The discussion of the stability of nuclei uses an approximation for their binding energy known as the liquid drop model. The predictions of the model are tested against the known stability or instability of nuclei in this universe. This covers both fission and weak-force mediated radioactive decays. Having gained confidence that the model is a reasonably indicative guide, the implications of varying the strength of the strong nuclear force (gs) and the electrostatic force (e) are assessed.
As regards fissile instability, the criteria usually adopted are: (a)an increase in total binding energy, or, (b)instability with respect to small shape changes. These are considered but found to be little or no more restrictive than a much simpler criterion, namely that the binding energy be greater than zero.

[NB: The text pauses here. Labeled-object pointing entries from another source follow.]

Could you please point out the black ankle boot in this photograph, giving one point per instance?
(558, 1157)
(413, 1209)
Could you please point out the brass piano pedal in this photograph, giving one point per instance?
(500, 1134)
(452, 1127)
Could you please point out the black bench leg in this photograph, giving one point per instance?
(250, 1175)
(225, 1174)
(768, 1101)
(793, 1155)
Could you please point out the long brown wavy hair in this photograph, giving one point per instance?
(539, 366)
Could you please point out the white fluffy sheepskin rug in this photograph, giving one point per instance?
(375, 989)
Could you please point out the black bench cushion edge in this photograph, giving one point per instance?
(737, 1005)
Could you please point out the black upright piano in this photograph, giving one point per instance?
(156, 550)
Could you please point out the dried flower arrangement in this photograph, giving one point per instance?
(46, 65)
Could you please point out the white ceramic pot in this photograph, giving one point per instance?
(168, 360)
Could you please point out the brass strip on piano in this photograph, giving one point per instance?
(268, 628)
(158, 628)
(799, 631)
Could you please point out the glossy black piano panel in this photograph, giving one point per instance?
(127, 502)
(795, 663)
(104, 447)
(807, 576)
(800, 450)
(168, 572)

Whichever criterion is employed, instability against fission results from an increase in the relative strength of the electrostatic force compared with the strong-nuclear force. Changing the strength of both these forces equally would not lead to fissile instability. (NB: In this context, 'force' strictly means 'contribution to the binding energy'). The factor by which the ratio of the electrostatic force to strong-nuclear force must be increased to make nuclei unstable is found as a function of atomic number, Z.

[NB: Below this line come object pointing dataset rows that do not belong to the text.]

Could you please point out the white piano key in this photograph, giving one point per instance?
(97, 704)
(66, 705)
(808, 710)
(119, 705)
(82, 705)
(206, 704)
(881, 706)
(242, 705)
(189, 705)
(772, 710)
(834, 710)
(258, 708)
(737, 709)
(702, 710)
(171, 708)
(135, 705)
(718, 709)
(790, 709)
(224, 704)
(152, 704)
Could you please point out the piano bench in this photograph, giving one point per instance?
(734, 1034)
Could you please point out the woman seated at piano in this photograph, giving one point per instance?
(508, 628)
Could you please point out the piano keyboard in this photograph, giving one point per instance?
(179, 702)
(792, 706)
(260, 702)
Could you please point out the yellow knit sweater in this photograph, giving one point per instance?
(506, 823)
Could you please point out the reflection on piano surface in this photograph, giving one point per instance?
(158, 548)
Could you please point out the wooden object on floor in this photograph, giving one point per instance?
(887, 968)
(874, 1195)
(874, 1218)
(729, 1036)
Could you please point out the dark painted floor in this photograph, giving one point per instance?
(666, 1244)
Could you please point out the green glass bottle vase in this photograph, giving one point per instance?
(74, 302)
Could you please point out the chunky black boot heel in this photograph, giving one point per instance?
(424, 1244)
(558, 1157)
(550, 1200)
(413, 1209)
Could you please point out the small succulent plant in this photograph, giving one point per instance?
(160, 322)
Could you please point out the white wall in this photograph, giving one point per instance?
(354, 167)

In the case of carbon, and assuming no change in the electrostatic energy, fissile instability occurs if gs is reduced by a factor of between 0.54 and 0.72, depending upon the assumed dependence of the binding energy on gs. If the nuclear force is unchanged, nuclear instability occurs in carbon if e is increased by a factor of 3.5. Heavier elements are more sensitive to changes in the strength of the forces, becoming unstable for smaller percentage changes. The sensitivity of nuclear stability to gs is exaggerated by the fact that the binding energy varies as gs^4, or perhaps more sensitively still. Thus, the lower bound for gs of 0.54-0.72 for carbon results from a change in the relative electrostatic:nuclear binding energies of a factor of ~12.

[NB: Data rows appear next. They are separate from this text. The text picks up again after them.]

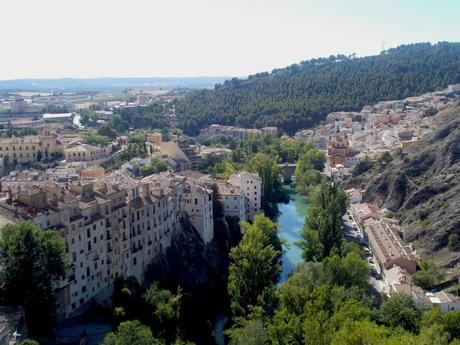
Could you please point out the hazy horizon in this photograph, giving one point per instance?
(181, 39)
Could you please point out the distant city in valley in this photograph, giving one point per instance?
(312, 204)
(107, 84)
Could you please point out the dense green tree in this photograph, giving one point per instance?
(400, 311)
(271, 174)
(33, 261)
(132, 333)
(301, 95)
(252, 333)
(254, 266)
(328, 205)
(152, 116)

Stability against the weak-force mediated decay modes, beta decay or electron capture, can be expressed in terms of the binding energy difference of nuclei with Z differing by 1. Specifically, beta decay is not possible if B(Z)-B(Z+1) exceeds the mass deficit Mn - Mp - me, whereas electron capture is not possible if B(Z-1)-B(Z) is less than this mass deficit. Decays by positron emission are also subsumed in these criteria. Thus, for example, weak decay modes can be induced by reducing sufficiently the binding energy contributions of both the strong-nuclear force and the electrostatic force in proportion. To induce weak decay instability in carbon, both these binding energy contributions must be reduced by a factor of 0.02. This corresponds to a reduction in gs by a factor of between 0.38 and 0.66, with a simultaneous reduction in e by a factor of between 0.14 and 0.38. The corresponding results are presented in this Chapter for other biologically important elements.
Weak decays induced by non-proportional changes in the force strengths have also been considered. Specifically we assume that their binding energy contributions vary in inverse proportion. This leads to a more restrictive lower bound on gs than the previous cases. For carbon, weak decay modes occur if the nuclear force component of the binding energy is reduced by x0.333, whilst the electrostatic energy is increased byx3.33. This corresponds to a reduction in gs by a factor of between 0.76 and 0.83, with a simultaneous increase in e by a factor of between 1.74 and 2.3. Heavier elements are again found to be more sensitive to changes in the strength of the forces, becoming unstable for smaller percentage changes.
These results suggest that nuclear stability requires a Type C1, single-sided 'coincidence' in gs, and also a Type D1, single-sided 'coincidence' in e. However, the sensitivity of nuclear stability to gs is exaggerated by the fact that the binding energy varies as gs^4, or perhaps more sensitively still. In terms of binding energies, both 'coincidences' would be classed as Type D1, single-sided.